BDDK ve TMSF, bu çadır tiyatrosuna bir an evvel son vermeli. Konukoğlu ve Torun’un maksadı işgal süresinin uzamasına yardım ve yataklık değilse BDDK’nın eksik evrak dayatmasından bihaber gibi davranmaya son vermeli. Evrakı teslim etmeliler. Anayasa, 5411 sayılı Bankacılık Kanunu ve Türk Ticaret Kanunu yeteri kadar ayaklar altına alındı. Tabir yerinde ise 183 kurucu ortağın yedi sülalesine kadar dökümünü isteyen BDDK’nın kontörü yoksa Konukoğlu ve Torun’u öteki ortaklar telefonla arasın da bundan sonra da ‘haberim yoktu’ mazereti ile vakit kaybedilmesin. Şu ana dek imtiyazlı hisseleri elinde bulunduran ortakların yüzde 80’ine yakını istenen bilgileri BDDK’ya belgeleri ile teslim etti. İlk günden beri Bank Asya merkez binasını işgal eden TMSF yöneticilerinin binayı terk etmeleri için sadece bu işlem bile kâfi. Bank Asya ortaklarının yönetim hakkını gasp edenler, geçen her dakika malî darbe suçuna iştirak ediyor.     
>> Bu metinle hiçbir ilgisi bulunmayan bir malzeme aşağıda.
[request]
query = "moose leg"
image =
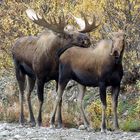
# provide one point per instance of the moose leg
(115, 94)
(40, 92)
(102, 89)
(80, 105)
(59, 114)
(31, 84)
(21, 82)
(58, 101)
BDDK’nın skandal kararına dâir önümüzdeki günlerde uzun uzun tartışacağımız bir bahis var. Hatalı tahlilde bulunmamak adına BDDK Başkan Vekili Mutalip Ünal’a şöyle bir sual tevcih edeyim: “Bank Asya ortaklarından, yurtiçi ve yurtdışı, ortağı olduğu bütün şirketlerin ‘diğer ortaklarının’ tasdikli banka hesap dökümlerini talep ettiniz. Bu talep bütün bankalar için geçerli mi? Bir başka şirketteki ortağın vaziyeti sizi niye alakadar eder? Örneğin Kuveyt Türk veya Albaraka’nın Körfez’deki ortaklarından öteki şirketlerdeki ortaklarının banka bilgilerini de isteyecek misiniz?” Bankacılık harici kariyerden gelse bile Başkan Vekili Ünal, BDDK’nın uzmanlarına sualime istinaden ikna edici bilgi notu hazırlamaları talimatını verebilir.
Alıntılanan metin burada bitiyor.